# Can't boot Windows XP after installing FreeBSD



## Yoshi (Oct 17, 2009)

Hi, I'm new to FreeBSD. Just installed it on my hard drive to dual boot with windows XP. The problem I get is that when I try and select Windows XP from the boot menu it just sits there and does nothing. I get the boot menu:

F1 Win
F2 FreeBSD
F5 Drive 1

Drive 1 is another hard drive I have in the computer, no operating system on it. If I hit F2 FreeBSD boots just fine. If I hit F1 I just get a blinking cursor.

What should I do to get it to boot XP?


----------



## jb_fvwm2 (Oct 17, 2009)

IMHO the answer should be a FAQ.  
The answer (in the freebsd-questions list at least every
60 days) depends upon whether you accidentally overwrote
XP. If not, a simple procedure (not my expertise). I would
use BootIT or GAG though, as part of the dual boot.


----------



## GPF (Oct 17, 2009)

Well, I am assuming you did *not* save the partition entry of Windows XP (beg, size, C/H/S values etc) before the installation of FreeBSD. If you did, just fix it via fdisk -u /your/disk, from a FreeBSD console.

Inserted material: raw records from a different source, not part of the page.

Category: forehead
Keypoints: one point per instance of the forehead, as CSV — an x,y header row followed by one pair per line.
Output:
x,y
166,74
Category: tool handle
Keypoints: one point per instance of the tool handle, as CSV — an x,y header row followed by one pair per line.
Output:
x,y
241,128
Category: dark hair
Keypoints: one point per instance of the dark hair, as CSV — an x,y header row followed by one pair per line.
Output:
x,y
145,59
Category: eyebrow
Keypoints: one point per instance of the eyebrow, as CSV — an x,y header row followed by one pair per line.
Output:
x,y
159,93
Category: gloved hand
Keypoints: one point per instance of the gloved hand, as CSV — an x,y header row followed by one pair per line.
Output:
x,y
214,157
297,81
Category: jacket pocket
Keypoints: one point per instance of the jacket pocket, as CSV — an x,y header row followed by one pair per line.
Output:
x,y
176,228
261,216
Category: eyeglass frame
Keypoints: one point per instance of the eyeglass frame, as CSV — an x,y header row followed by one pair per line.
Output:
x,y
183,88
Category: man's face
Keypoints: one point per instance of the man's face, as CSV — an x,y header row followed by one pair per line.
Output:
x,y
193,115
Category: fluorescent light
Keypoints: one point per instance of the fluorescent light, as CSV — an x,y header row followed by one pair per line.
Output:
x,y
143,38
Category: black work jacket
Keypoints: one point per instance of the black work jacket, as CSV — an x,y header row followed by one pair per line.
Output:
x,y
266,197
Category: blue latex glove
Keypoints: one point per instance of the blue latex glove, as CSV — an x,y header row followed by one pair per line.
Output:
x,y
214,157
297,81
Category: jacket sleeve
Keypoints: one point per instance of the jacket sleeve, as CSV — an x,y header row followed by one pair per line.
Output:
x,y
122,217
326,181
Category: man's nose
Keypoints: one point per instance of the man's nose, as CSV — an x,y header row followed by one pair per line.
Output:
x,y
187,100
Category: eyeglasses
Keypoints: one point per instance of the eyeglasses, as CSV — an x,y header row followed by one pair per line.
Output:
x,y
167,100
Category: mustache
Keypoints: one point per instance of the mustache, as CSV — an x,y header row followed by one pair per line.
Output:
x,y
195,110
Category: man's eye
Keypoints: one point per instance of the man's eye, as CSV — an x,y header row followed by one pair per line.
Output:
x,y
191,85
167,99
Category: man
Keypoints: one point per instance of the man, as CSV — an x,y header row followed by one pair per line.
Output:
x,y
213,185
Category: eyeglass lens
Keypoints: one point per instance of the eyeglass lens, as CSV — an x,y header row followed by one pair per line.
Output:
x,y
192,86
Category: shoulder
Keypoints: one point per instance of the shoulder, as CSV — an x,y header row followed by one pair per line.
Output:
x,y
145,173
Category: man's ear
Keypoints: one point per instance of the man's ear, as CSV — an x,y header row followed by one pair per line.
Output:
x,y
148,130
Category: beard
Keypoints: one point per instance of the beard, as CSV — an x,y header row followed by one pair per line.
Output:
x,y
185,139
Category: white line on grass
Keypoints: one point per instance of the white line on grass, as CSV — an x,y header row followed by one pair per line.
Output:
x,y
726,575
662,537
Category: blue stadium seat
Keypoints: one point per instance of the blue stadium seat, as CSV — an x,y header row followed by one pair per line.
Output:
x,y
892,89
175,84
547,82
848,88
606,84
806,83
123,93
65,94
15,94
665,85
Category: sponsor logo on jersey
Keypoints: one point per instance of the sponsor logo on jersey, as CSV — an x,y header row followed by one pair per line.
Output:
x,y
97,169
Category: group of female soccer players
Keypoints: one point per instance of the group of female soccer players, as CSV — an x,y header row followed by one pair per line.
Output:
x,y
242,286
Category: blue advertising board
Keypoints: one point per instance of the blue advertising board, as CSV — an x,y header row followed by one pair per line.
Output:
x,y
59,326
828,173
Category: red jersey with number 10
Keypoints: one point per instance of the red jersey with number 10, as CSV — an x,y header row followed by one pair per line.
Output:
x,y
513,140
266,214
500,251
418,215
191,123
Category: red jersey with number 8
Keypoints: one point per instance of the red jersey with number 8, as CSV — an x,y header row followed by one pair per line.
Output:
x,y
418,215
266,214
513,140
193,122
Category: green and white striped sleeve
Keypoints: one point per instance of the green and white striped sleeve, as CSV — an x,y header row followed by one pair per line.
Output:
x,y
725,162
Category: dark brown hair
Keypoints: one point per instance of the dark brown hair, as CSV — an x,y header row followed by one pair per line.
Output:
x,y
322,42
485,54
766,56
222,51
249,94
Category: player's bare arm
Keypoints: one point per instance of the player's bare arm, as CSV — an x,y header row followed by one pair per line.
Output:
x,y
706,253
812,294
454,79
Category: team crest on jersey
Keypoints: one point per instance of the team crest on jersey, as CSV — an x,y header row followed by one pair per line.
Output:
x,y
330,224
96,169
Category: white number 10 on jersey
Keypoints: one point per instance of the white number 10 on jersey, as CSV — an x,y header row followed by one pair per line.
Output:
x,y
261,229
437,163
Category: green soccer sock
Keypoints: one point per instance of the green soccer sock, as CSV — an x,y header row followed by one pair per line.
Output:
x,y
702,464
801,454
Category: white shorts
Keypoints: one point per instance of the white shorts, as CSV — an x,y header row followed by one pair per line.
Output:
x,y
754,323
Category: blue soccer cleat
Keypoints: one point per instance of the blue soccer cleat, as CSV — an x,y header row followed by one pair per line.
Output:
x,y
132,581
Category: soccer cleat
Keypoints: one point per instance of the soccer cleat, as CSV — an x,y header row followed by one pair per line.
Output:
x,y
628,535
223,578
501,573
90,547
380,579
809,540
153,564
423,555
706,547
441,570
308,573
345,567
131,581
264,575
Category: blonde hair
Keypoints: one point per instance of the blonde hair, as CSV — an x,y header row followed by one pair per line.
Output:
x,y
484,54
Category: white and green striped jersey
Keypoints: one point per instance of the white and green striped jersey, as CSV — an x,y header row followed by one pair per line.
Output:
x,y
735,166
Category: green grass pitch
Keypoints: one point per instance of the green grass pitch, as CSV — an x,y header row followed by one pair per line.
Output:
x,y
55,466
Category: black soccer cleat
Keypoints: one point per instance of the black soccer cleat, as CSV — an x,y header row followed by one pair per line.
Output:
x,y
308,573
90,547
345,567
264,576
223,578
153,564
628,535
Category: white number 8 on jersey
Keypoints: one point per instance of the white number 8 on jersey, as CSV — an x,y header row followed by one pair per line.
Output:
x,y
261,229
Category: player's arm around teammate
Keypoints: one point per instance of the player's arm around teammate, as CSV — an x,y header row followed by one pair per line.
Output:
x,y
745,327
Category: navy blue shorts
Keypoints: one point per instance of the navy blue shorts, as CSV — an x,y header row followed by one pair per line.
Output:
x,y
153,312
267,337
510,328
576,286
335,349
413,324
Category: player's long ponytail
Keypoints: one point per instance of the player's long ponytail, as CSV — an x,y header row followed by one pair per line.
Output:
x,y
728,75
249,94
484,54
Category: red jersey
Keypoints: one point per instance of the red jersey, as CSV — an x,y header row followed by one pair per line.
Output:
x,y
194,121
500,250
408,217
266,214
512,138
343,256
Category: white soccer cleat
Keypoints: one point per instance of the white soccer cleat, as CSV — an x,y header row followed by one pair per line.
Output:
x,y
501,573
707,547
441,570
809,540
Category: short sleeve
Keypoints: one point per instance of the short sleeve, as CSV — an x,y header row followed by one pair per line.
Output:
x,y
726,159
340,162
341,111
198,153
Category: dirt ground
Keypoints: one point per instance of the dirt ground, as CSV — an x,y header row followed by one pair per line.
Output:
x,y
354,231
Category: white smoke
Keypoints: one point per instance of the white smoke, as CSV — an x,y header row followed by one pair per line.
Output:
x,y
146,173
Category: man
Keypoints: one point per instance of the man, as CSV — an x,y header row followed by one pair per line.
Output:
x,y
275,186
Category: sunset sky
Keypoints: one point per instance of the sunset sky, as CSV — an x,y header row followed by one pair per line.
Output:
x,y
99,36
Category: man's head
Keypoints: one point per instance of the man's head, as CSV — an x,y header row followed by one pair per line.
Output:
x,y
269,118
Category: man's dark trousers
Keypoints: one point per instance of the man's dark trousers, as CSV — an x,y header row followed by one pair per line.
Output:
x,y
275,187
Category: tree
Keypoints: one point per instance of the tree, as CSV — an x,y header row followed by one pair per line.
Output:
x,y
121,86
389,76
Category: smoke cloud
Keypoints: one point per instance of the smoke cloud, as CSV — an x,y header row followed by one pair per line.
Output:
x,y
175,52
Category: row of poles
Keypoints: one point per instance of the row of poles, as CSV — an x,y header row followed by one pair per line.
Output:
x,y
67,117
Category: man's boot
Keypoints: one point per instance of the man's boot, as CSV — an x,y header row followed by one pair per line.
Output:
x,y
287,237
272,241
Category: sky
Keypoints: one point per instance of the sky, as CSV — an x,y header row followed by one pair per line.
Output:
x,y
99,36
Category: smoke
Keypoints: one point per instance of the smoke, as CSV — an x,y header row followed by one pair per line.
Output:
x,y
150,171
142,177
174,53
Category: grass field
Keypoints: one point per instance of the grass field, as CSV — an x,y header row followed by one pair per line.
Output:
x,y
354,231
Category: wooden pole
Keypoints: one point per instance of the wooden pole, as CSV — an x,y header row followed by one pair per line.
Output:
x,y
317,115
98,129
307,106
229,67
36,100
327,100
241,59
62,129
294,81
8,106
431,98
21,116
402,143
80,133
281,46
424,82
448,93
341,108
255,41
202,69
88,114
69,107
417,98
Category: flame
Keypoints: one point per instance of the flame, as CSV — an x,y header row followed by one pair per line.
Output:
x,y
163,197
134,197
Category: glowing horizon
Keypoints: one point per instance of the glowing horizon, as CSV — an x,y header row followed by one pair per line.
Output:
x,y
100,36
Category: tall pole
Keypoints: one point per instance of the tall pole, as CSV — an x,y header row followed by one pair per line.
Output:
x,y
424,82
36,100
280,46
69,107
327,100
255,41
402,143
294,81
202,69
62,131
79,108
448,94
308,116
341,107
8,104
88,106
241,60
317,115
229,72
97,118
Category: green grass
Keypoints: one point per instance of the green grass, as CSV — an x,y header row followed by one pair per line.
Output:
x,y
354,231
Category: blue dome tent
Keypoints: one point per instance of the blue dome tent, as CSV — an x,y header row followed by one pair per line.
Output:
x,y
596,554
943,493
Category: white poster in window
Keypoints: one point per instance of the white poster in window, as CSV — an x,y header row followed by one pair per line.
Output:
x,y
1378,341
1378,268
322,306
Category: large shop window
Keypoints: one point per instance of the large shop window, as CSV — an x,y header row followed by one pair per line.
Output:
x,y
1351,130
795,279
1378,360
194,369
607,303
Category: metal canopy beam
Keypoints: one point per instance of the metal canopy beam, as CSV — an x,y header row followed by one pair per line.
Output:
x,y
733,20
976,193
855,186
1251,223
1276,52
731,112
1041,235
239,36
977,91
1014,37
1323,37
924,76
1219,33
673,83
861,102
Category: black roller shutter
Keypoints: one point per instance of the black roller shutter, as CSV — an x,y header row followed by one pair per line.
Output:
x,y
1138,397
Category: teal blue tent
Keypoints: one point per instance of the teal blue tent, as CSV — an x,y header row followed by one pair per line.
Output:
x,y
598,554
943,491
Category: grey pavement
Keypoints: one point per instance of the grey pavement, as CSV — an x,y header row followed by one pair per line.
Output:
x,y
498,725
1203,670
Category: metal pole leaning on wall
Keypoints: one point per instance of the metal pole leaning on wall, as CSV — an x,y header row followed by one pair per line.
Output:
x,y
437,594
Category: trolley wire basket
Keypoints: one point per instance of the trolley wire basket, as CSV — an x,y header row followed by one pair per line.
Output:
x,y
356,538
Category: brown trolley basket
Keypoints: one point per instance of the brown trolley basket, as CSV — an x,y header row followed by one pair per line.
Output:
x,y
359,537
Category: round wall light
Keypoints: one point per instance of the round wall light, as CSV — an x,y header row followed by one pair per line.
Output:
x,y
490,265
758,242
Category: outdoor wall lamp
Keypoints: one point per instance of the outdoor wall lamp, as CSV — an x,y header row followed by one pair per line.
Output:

The problem with Windows XP is that sometimes, FreeBSD installation messes with its partition table entry in the MBR, thus rendering it unbootable. But there's hope! The most important thing to remember is to stay calm at all times and not do something hasty. Drink a beer, take a deep breath and let's try to fix it.

You can check a program called testdisk which you can find via the following link http://www.cgsecurity.org/wiki/TestDisk

You can use this program to restore the entry of the Windows XP partition and hopefully, make it bootable again. If this doesn't work, let me know.


----------



## Oxyd (Oct 17, 2009)

This happened to me when I was experimenting with FreeBSD's bootmgr and trying to dual-boot with Vista.  For some reason, installing bootmgr cleared the bootable flag from the Windows slice and Windows didn't like that.  I booted a Fedora live CD, ran fdisk, gave the Win slice bootable flag and everything was working again.  (I used Linux fdisk because I don't really understand FreeBSD fdisk.)


----------



## Bunyan (Oct 17, 2009)

A Windows XP Recovery Console with a following *fixboot* won't help?


----------



## Yoshi (Oct 17, 2009)

GPF said:
			
		

> Well, I am assuming you did *not* save the partition entry of Windows XP (beg, size, C/H/S values etc) before the installation of FreeBSD. If you did, just fix it via fdisk -u /your/disk, from a FreeBSD console.
> 
> The problem with Windows XP is that sometimes, FreeBSD installation messes with its partition table entry in the MBR, thus rendering it unbootable. But there's hope! The most important thing to remember is to stay calm at all times and not do something hasty. Drink a beer, take a deep breath and let's try to fix it.
> 
> ...





Thanks! :beer This worked. The head value was 16 when it should have been 255 which was causing the problem. I'll make sure to remember about this next time I install FreeBSD


----------